Decided May 26, 2000. Morriss, Lober & Dobson, Bruce F. Morriss, William G. Dobson, Daniel Shim, for appellant. Lawson & Priebe, Jason K. Priebe, Bonne K. Cole, for appellee.

The trial court, in its order, held that Carter was estopped from relying on the July 9 filing date because of Digby’s “reasonable reliance . . . that the case had been dismissed on June 16, 1998.” Even assuming that an estoppel analysis is appropriate in this type situation, it is not clear how Digby “relied” on the fact that the case had been dismissed on June 16 rather than July 9.8 In any event, given the clear holding in Swartzel that a voluntary dismissal is ineffective until written notice is filed, it is difficult to see how a defendant could reasonably rely upon anything other than proof that the dismissal has in fact been filed with the court on a particular date. This is especially true given the relative ease with which a party can confirm that a pleading has been filed with the court.

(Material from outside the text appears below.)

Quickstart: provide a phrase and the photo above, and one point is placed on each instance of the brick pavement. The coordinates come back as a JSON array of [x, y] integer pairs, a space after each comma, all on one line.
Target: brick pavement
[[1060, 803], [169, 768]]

Because the notice of dismissal was not filed until July 9, 1998, the six-month renewal period did not begin until that date. Accordingly, the trial court erred in granting Digby’s motion to dismiss.

Judgment reversed.

Ellington, J., concurs. Andrews, P. J, concurs in the judgment only.

As the trial court acknowledged, if the six-month period began on July 9, 1998, the January 11,1999 filing of the renewal action would have been timely, since January 9,1999, fell on a Saturday.

Digbyh motion to dismiss this appeal due to Carter’s late filing of his enumeration and brief is denied. See OCGA § 5-6-48 (b); Val Preda Motors v. Nat. Uniform Svc. 195 Ga. App. 443, 444 (1) (393 SE2d 728) (1990).

193 Ga. App. 267 (387 SE2d 359) (1989).

Id.

Id.

Id. at 267-268.

Compare Jones v. Jones, 230 Ga. 738, 740 (2) (199 SE2d 239) (1973) (stating that complaint is voluntarily dismissed “as of the date of filing,” but only if opposing party is served or has actual notice).

See Allstate Ins. Co. v. Sapp, 223 Ga. App. 443, 445 (477 SE2d 869) (1996) ("Estoppel requires justifiable reliance on the opposing party’s representations or conduct and a change in position to one’s detriment.”); Adler’s Package Shop v. Parker, 190 Ga. App. 68, 73 (2) (378 SE2d 323) (1989) (“doctrine of estoppel . . . applies only where the representations of one party cause another to act in reliance thereon to the latter’s detriment”).